Edgar Evans (tenor) - Post-war Career

Post-war Career

For a while, he was in Bernard Delfont's production of Gay Rosalinda at the Palace Theatre, in London, under the musical direction of Richard Tauber. He later worked for Delfont again in a show in Ryde, on the Isle of Wight.

A chance meeting with Henry Robinson, formerly stage manager at Sadler's Wells, resulted in Evans applying for an audition with the newly formed Covent Garden Opera Company. Singing "E lucevan le stelle" from Tosca and the "Flower Song" from Carmen, he was chosen from scores of tenor hopefuls from around the world and progressed successfully through three auditions to receive the offer of a contract from the Administrator, David Webster, in the middle of August 1946.
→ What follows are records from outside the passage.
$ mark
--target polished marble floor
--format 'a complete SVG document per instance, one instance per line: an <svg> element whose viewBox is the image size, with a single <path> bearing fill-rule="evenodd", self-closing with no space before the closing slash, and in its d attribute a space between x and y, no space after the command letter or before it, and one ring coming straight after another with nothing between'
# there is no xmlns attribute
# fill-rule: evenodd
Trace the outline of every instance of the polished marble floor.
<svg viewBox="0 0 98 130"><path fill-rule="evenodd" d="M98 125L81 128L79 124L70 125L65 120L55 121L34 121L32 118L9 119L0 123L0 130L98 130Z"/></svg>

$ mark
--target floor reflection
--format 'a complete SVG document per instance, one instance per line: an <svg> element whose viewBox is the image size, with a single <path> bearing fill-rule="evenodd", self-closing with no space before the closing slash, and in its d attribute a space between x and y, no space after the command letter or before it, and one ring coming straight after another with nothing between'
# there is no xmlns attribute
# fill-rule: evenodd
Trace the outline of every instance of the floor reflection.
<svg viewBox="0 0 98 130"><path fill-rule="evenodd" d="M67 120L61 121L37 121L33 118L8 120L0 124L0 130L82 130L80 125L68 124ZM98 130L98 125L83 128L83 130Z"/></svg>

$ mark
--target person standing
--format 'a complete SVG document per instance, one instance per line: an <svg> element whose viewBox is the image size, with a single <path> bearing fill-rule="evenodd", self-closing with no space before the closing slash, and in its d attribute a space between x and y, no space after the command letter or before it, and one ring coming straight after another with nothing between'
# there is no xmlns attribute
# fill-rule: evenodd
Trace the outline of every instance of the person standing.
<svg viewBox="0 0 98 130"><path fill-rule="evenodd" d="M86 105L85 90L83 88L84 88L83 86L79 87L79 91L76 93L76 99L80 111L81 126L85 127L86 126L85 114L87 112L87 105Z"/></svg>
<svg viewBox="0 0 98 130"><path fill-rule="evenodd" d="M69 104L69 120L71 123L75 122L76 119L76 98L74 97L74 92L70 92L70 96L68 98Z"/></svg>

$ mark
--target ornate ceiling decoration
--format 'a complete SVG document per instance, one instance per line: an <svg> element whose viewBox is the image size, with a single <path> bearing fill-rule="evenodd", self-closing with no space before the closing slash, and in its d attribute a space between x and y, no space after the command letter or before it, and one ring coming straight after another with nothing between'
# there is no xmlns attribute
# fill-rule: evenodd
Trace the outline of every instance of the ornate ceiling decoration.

His first roles were as the Bird God and Lover in Purcell's The Faerie Queene in a cast that included Michael Hordern, Constance Shacklock, Margot Fonteyn and Moira Shearer. He made his Covent Garden debut, deputising for Heddle Nash, as Des Grieux in Manon, under the direction of Reginald Goodall.

He became one of the first British singers to sing in opera abroad after the War when Erich Kleiber took him to sing in Wagner's Ring in Rome, with the Rome Opera. Later, he was the tenor soloist in Beethoven's Choral Symphony when Kleiber conducted the work at Covent Garden at a concert to help establish an artists' pension fund.